John Charles Fremont’s Fourth Expedition attempted a winter crossing of the Rocky Mountains late in the year of 1848. The expedition ended in failure, high in the snowbound La Garita Mountains to the northwest of present Del Norte, Colorado. Using a map and compass, hikers can forge their way through various routes to actual identified campsites used by Fremont and his men in the harsh winter of 1848 and 1849. Actual trails from camp to camp do not exist. Compass directions are given to allow you to walk directly from site to site. It is up to you to decide the best routes and to create your own orienteering expedition. For a suggested routes and more information on the Fremont’s ill-fated journey through the backcountry of Colorado’s La Garita Mountains visit http://www.gorp.com/parks-guide/travel-ta-rio-grande-national-forest-colorado-sidwcmdev_066108.html#ixzz36tuWMLHu
The 129-mile route encompasses 22 marked sites in Alamosa, Conejos, and Costilla counties. Along “Los Caminos Antiguous” (“The Ancient Roads”), the history of the northern outpost of sixteenth-century Spanish territorial expansion unfolds. www.loscaminos.com
In several places, the roads and highways of the SLV intersect the Old Spanish Trail, a historic trade route linking Santa Fe, New Mexico with Los Angeles, California. The Old Spanish Trail was used for nearly 20 years, from 1829-48. At a site west of Monte Vista on Highway 60, stone monuments mark the one of the two branches of the Old Spanish Trail that traversed the SLV. The dirt roads heading south from the monument provide access to hiking and biking in the Limekiln area. For more information on the history of the Old Spanish Trail visit: Old Spanish Trail Homepage
Soldier and explorer Zubulon Pike led the first major U.S. expedition to the Southwest. In 1807, Pike’s men erected a stockade at this site on the banks of the Conejos River and raised the American flag, though the stockade stood on Spanish soil. A replica of Pike’s stockade now stands on the site. For more information on Fort Garland and Pike’s Stockade visit: http://www.historycolorado.org/museums/fort-garland-museum-and-pikes-stockade-0
The historic railroad opened the San Luis Valley to commerce. As tracks were laid, towns were built, torn down, and relocated at the new end of the rails. Today, the railroad offers passenger excursion trains from Alamosa east over scenic La Veta Pass and southwest to Antonito. The unique connection with the Cumbres & Toltec Railroad in Antonito is the only place in North America where standard gauge passenger rail meets narrow gauge passenger rail. Trains depart Alamosa, Antonito, and La Veta daily. Visit https://www.coloradotrain.com/ or 1.877.7CO.Rail for schedules and fares.

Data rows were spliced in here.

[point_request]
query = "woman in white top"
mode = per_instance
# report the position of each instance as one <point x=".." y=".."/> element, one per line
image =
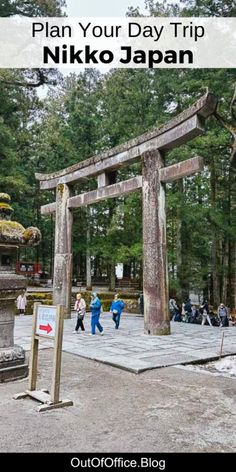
<point x="21" y="303"/>
<point x="80" y="308"/>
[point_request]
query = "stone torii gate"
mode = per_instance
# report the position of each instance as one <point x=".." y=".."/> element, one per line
<point x="151" y="148"/>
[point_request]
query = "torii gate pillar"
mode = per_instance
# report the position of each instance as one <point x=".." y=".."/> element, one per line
<point x="63" y="250"/>
<point x="155" y="273"/>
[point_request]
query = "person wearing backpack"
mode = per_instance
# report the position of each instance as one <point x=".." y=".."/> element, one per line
<point x="80" y="308"/>
<point x="223" y="315"/>
<point x="95" y="306"/>
<point x="204" y="310"/>
<point x="116" y="309"/>
<point x="188" y="311"/>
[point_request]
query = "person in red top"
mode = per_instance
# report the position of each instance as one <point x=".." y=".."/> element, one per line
<point x="80" y="308"/>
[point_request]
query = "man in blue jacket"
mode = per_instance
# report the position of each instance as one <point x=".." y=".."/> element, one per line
<point x="116" y="310"/>
<point x="95" y="306"/>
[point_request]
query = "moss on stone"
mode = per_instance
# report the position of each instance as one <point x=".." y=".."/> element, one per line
<point x="60" y="188"/>
<point x="5" y="206"/>
<point x="11" y="231"/>
<point x="4" y="197"/>
<point x="31" y="236"/>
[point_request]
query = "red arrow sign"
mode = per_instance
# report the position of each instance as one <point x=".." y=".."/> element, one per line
<point x="47" y="328"/>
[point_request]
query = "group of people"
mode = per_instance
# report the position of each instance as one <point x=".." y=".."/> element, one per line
<point x="190" y="313"/>
<point x="116" y="309"/>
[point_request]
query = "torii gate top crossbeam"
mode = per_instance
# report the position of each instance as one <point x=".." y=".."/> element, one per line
<point x="177" y="131"/>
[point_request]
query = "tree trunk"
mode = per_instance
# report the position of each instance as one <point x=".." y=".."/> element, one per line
<point x="112" y="277"/>
<point x="88" y="254"/>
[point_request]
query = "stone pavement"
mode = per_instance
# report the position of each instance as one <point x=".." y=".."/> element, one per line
<point x="130" y="349"/>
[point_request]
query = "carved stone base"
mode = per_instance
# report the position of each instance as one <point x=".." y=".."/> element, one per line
<point x="12" y="364"/>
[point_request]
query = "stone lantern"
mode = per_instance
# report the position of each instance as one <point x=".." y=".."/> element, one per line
<point x="12" y="236"/>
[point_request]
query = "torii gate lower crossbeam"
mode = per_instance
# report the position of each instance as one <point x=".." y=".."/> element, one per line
<point x="152" y="182"/>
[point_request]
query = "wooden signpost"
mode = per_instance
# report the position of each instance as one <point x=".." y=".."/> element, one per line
<point x="48" y="323"/>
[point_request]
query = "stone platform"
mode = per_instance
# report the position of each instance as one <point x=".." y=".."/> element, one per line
<point x="130" y="349"/>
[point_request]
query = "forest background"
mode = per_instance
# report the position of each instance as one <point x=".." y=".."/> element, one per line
<point x="86" y="113"/>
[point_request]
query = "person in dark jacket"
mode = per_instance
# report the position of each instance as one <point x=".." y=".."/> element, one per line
<point x="95" y="306"/>
<point x="116" y="309"/>
<point x="204" y="310"/>
<point x="223" y="315"/>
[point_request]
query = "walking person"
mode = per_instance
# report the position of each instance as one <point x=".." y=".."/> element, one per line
<point x="95" y="306"/>
<point x="173" y="307"/>
<point x="80" y="308"/>
<point x="223" y="315"/>
<point x="204" y="310"/>
<point x="21" y="303"/>
<point x="116" y="309"/>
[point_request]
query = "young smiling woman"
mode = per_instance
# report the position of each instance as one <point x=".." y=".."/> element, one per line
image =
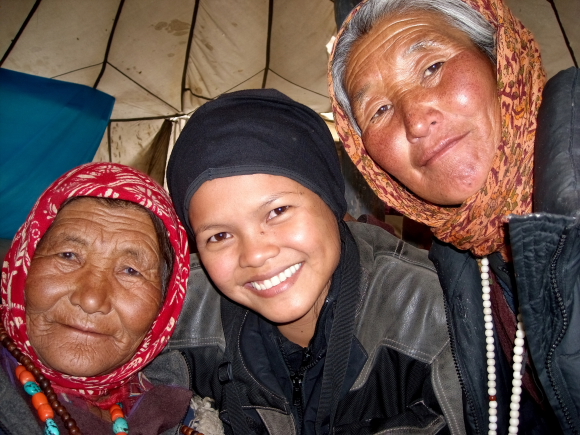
<point x="318" y="326"/>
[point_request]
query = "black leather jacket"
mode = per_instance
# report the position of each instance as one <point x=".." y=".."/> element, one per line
<point x="545" y="280"/>
<point x="400" y="375"/>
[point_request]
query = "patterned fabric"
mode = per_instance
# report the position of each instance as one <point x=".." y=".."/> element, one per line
<point x="478" y="224"/>
<point x="107" y="180"/>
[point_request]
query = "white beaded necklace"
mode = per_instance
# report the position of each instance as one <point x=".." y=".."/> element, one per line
<point x="490" y="347"/>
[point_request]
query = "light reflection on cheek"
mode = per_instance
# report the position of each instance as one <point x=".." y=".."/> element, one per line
<point x="463" y="99"/>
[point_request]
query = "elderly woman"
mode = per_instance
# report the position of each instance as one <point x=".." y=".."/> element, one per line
<point x="436" y="102"/>
<point x="91" y="291"/>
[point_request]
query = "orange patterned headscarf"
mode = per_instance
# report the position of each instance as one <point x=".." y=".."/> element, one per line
<point x="478" y="224"/>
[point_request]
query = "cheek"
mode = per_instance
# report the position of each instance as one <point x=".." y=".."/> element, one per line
<point x="472" y="86"/>
<point x="384" y="146"/>
<point x="43" y="289"/>
<point x="138" y="313"/>
<point x="221" y="268"/>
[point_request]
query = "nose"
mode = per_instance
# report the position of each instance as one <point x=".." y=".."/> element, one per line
<point x="92" y="291"/>
<point x="255" y="250"/>
<point x="421" y="117"/>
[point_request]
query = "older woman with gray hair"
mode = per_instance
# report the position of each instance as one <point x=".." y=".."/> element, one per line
<point x="437" y="103"/>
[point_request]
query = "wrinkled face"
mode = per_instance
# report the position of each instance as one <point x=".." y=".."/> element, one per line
<point x="268" y="243"/>
<point x="94" y="288"/>
<point x="425" y="99"/>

This San Luis Valley national heritage area encompasses Alamosa, Costilla and Conejos Counties, a scenic area rich in history, religion, culture and biodiversity. Visit http://sdcnha.org/js/ for more on the history and culture of the area, maps, and suggested places to visit.

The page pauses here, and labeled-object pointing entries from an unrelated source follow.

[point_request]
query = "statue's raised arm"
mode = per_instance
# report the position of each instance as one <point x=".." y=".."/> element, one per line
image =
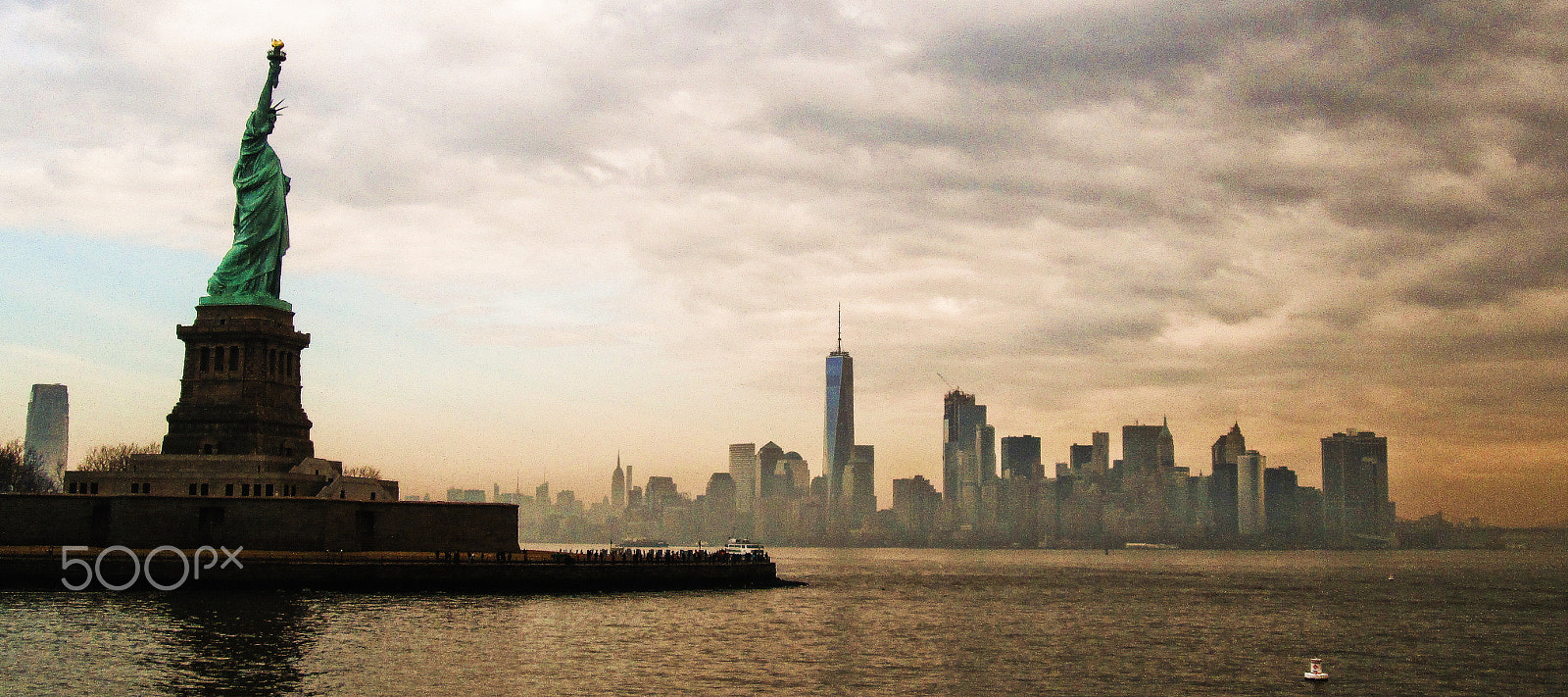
<point x="251" y="272"/>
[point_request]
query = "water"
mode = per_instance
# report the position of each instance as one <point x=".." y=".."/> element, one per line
<point x="872" y="622"/>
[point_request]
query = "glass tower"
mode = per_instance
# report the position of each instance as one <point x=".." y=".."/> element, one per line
<point x="838" y="441"/>
<point x="47" y="432"/>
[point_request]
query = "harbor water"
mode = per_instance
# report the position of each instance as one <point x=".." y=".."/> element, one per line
<point x="869" y="622"/>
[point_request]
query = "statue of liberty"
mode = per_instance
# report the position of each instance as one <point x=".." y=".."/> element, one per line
<point x="251" y="271"/>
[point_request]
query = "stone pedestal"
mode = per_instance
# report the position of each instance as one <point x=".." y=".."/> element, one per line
<point x="240" y="388"/>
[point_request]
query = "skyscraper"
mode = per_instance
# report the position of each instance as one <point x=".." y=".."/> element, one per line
<point x="618" y="485"/>
<point x="963" y="459"/>
<point x="797" y="472"/>
<point x="770" y="480"/>
<point x="47" y="432"/>
<point x="1147" y="449"/>
<point x="838" y="435"/>
<point x="1021" y="457"/>
<point x="1250" y="493"/>
<point x="1355" y="488"/>
<point x="1102" y="460"/>
<point x="1223" y="482"/>
<point x="1081" y="459"/>
<point x="744" y="469"/>
<point x="861" y="484"/>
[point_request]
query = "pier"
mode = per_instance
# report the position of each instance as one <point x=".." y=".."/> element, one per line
<point x="499" y="572"/>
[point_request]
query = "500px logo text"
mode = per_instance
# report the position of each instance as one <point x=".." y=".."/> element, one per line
<point x="143" y="566"/>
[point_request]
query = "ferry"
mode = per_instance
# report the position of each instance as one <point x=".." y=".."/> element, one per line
<point x="742" y="547"/>
<point x="1316" y="671"/>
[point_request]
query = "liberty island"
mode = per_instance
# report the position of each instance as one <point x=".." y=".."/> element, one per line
<point x="239" y="469"/>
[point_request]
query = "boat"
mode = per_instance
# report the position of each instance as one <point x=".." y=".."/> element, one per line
<point x="742" y="547"/>
<point x="1316" y="671"/>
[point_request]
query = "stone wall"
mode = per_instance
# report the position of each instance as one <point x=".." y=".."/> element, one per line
<point x="267" y="523"/>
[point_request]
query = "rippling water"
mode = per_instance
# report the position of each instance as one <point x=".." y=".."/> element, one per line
<point x="870" y="622"/>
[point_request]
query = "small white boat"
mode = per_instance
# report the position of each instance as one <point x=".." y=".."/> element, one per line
<point x="1316" y="672"/>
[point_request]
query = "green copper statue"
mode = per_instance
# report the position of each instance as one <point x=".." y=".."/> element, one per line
<point x="251" y="271"/>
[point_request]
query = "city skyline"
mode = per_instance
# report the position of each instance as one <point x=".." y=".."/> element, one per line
<point x="611" y="227"/>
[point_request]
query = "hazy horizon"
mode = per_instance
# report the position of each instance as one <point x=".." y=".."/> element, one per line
<point x="527" y="239"/>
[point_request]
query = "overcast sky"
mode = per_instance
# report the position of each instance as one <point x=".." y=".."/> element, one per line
<point x="530" y="236"/>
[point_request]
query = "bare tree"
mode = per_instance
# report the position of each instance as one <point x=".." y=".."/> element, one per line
<point x="18" y="473"/>
<point x="117" y="457"/>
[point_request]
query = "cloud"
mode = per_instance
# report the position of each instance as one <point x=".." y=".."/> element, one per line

Founded in 1851 by Hispano settlers, San Luis is the oldest continuously occupied settlement in Colorado. High atop a mesa overlooking the historic town is the Shrine of the Stations of the Cross. A trail leads visitors past a series of outdoor sculptures depicting the crucifixion of Jesus.
The 75-mile Silver Thread Scenic Byway links South Fork, Creede, and Lake City to US 50 west of Gunnison. The byway is named after the area’s rich veins of silver ore that lured miners and settlers to the region. Along the route, travelers experience southern Colorado’s rich history, wildlife, and spectacular Rocky Mountain scenery, including North Clear Creek Falls, one of Colorado’s seven natural wonders.
The drive to Summittville, an old gold mining town, is a dramatically scenic mountain loop that can start in Del Norte by driving up Pinos Creek and returning via Jasper (another historic mining town), and the Alamosa River canyon.